As características indicadas acima – instauração de um presente contínuo, câmera inquieta, personagens inacabados, narrativa prosaica com relâmpagos poéticos – estão presentes, ao menos em embrião, desde o primeiro longa-metragem da diretora, Floresta para as árvores, centrado numa jovem professora (Eva Löbau) vinda do interior, às voltas com uma classe problemática de adolescentes, com a indiferença dos colegas e, sobretudo, com sua própria solidão e inadequação. Ela tenta a todo custo virar amiga íntima de uma vizinha solteira a quem espia pela janela. Acaba se tornando um estorvo, um ser patético e comovente como Toni Erdmann, mas por motivos quase opostos.

Realizado como desdobramento de um projeto de conclusão do curso de cinema, Floresta para as árvores conquistou prêmios no Sundance e em Buenos Aires e revelou ao mundo uma cineasta promissora.

Todos os outros

A boa expectativa se confirmou no longa seguinte, Todos os outros, que retrata um jovem casal alemão durante uma temporada de verão num vilarejo da Sardenha, onde o rapaz (Lars Eidinger) talvez faça a restauração de uma casa antiga.

Abordagem original de um motivo recorrente da literatura e do cinema – o casal em crise longe de casa –, o filme desenvolve uma das grandes virtudes da diretora, a de filmar as sutis mudanças de humor e sentimento dos personagens, as transformações do clima entre eles. No jogo erótico-amoroso, é tênue às vezes a separação entre o lúdico e o pueril, entre o sentimental e o pegajoso, entre o humor e o constrangimento. Maren Ade, com a cumplicidade ativa de seus atores, capta justamente essa fronteira instável, em que o sentido de cada gesto depende do estado de espírito de quem o presencia ou recebe.

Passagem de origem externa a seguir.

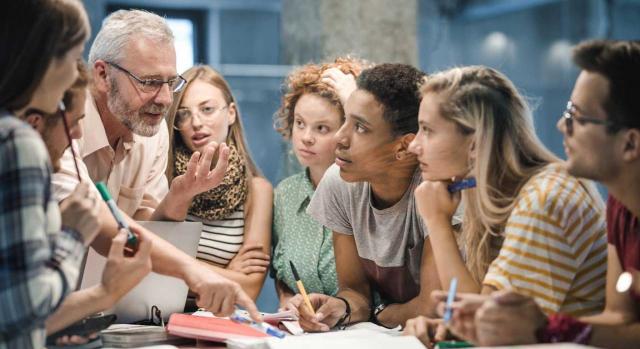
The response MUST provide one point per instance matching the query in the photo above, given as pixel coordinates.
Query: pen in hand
(132, 240)
(450, 297)
(261, 326)
(301, 289)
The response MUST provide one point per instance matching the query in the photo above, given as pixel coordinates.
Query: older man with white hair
(125, 142)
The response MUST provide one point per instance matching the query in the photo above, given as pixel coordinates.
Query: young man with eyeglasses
(125, 144)
(601, 129)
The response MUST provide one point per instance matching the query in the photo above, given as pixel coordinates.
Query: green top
(300, 239)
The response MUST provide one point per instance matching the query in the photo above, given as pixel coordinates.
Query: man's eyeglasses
(569, 117)
(154, 85)
(205, 113)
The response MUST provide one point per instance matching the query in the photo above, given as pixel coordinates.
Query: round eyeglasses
(569, 117)
(205, 113)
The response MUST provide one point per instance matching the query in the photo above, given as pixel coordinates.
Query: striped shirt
(555, 247)
(220, 240)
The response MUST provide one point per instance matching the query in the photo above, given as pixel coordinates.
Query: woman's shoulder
(292, 182)
(260, 183)
(25, 143)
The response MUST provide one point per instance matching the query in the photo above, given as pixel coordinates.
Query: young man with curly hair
(366, 199)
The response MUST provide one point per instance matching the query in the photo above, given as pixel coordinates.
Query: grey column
(376, 30)
(318, 30)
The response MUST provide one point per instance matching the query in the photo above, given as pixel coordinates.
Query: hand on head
(343, 84)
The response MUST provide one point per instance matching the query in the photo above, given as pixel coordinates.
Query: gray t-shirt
(389, 241)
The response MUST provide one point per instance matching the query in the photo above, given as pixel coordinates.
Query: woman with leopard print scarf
(236, 215)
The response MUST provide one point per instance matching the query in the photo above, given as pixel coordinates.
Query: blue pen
(450, 297)
(261, 326)
(461, 185)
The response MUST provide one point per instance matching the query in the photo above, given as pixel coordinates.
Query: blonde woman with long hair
(236, 215)
(528, 225)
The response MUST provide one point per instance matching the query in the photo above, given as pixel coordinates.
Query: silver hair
(120, 27)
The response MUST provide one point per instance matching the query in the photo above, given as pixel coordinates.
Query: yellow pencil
(303, 292)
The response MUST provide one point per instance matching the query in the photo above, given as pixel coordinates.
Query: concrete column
(376, 30)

Mais do que nunca está presente aqui o enganoso prosaísmo da abordagem da diretora, que só faz acentuar o impacto do que ela própria chama de “momentos cinematográficos”. Um personagem tromba violentamente com uma porta de vidro, outro se joga por uma janela: movimentos inesperados que, no entanto, parecem surgir naturalmente das situações. E os resultados das ações não são os que esperaríamos, por estarmos habituados a certos esquemas narrativos e dramáticos. A vida sempre escapa por todos os lados nos filmes de Maren Ade, que terminam invariavelmente em aberto ou, mais ainda, em suspenso.

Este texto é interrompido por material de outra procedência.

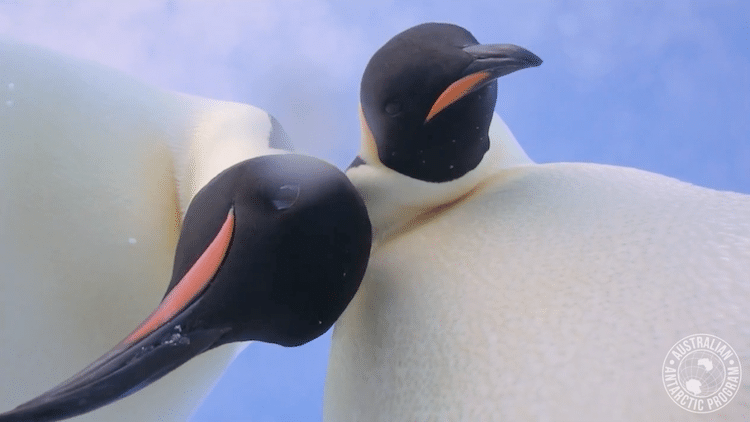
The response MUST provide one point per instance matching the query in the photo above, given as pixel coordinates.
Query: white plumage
(96, 170)
(544, 292)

Entre outros prêmios, Todos os outros ganhou dois Ursos de Prata em Berlim, o prêmio especial do júri e o de melhor atriz (Birgit Minichmayr).

“Ameaça” hollywoodiana

Vista em conjunto, a filmografia até agora pouco numerosa, mas robusta, de Maren Ade mostra um cinema crescentemente complexo, em termos de construção narrativa e de recursos de produção, mas que mantém um olhar pessoal e intransferível, uma sensível marca autoral. A Paramount planeja agora fazer uma versão americana de Toni Erdmann, com Jack Nicholson como protagonista. É difícil prever o que sairá disso, mas há o temor de que, ao apossar-se do enredo original, os novos produtores tentem enquadrá-lo em esquemas e fórmulas conhecidas, arruinando a alquimia singular de Maren Ade. É só uma hipótese, mas não seria a primeira vez em Hollywood.